Als Erwachsener Mensch kann man, wie bereits erwähnt, die in der Kindheit entstandenen Bedürfnislücken nicht von Außen dauerhaft schließen. Nur durch einen intensiven, nachhaltigen Prozess des Erlernens gesunder Selbstliebe ist es möglich, im Erwachsenenenalter diese Lücken selbst und von innen zu schließen. Man kann so sein verletztes „inneres Kind“, welches ermöglichte, dass unbewusst die Verbindung zu einem toxischen Menschen gesucht wurde und womöglich auch weiterhin gesucht würde dadurch heilen, dass man sich selbst das gibt, was man im Außen gesucht hat.
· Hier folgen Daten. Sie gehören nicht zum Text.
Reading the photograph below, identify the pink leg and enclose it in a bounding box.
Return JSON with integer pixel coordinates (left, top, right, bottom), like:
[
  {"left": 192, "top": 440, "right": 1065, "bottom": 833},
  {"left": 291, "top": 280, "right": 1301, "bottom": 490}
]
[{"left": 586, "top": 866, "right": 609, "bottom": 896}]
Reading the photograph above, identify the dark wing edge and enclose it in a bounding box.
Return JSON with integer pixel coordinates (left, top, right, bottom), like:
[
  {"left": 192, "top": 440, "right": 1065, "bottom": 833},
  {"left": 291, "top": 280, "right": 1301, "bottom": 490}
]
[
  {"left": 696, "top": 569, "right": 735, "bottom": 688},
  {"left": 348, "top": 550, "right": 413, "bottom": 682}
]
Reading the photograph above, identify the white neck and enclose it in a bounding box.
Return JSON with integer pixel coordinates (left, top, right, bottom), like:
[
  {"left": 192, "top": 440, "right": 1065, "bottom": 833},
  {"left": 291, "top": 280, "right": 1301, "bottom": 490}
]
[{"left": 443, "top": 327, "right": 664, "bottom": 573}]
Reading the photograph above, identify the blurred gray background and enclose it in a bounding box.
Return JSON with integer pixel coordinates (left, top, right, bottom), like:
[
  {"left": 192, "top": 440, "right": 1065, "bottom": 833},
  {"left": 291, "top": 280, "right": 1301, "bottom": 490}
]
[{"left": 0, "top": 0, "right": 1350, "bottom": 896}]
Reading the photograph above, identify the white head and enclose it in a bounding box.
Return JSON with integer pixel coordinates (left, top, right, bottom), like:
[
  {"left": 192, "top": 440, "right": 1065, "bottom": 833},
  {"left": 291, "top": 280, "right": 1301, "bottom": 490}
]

Sehr häufig werden die zuvor genannten Persönlichkeitsstörungen thematisiert, jedoch ist sehr wenig über das Schicksal der zahlreichen Partner von Menschen mit diesen Persönlichkeitsstörungen, die oft sehr viel Leid ertragen müssen zu lesen. Es gibt nur sehr wenige Hilfsangebote für die Partner dieser schwer kranken Menschen. Es scheint sich um einen blinden Fleck im Bereich der Psychopathologie zu handeln und die zum Teil schwer traumatisierten Partner die solche Beziehungen hinterlassen, werden allein gelassen und oft nicht einmal von Therapeuten verstanden, bei denen sie sich möglicherweise Hilfe suchen.